Armed with a 12-gauge shotgun and non-lethal firecracker slugs, officer Ruby Kaleak rushed with a partner to a home where a petrified resident reported a polar bear break-in on Friday, the newspaper said on Monday.
While scanning the property, Kaleak suddenly saw the bear pop up, filling the entryway door-frame of Betty Brower's home in Kaktovik, a 300-resident community in the North Slope Borough. The 81-year-old was home alone and hiding under a large window from where she managed to radio for help.
"I was shocked. It was humongous ... Just the neck and head was half the size of me, and I'm 5 (feet) 2 (inches) (1.57 cm)," Kaleak told the paper after the encounter. "My mind was going in circles at the time."
She and her fellow wildlife manager were able to chase the bear away from the house and no one was injured, according to the report.
Neither Kaleak nor state wildlife or village officials could immediately be reached for comment.
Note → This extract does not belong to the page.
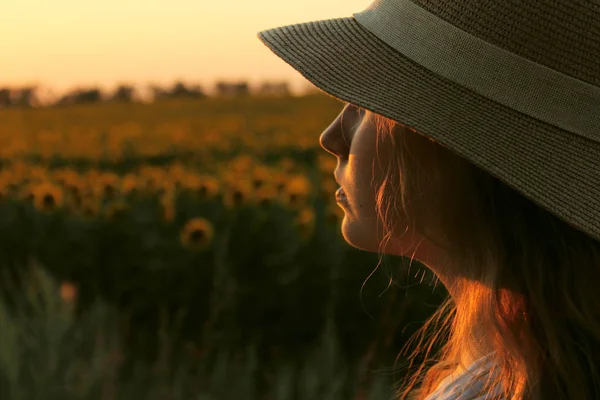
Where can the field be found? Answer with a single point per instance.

Bears in the area are drawn to the village for hunters' leftover whale parts and often smell food in arctic entryway porches used by some residents to store food.
Kaleak told the newspaper she has never had to fire a deadly slug at bears advancing on people. The bears seem unafraid of vehicles but when she jumps out of her truck they scurry off.
"I tell them: Yep, you better run!'" Kaleak said, according to the newspaper.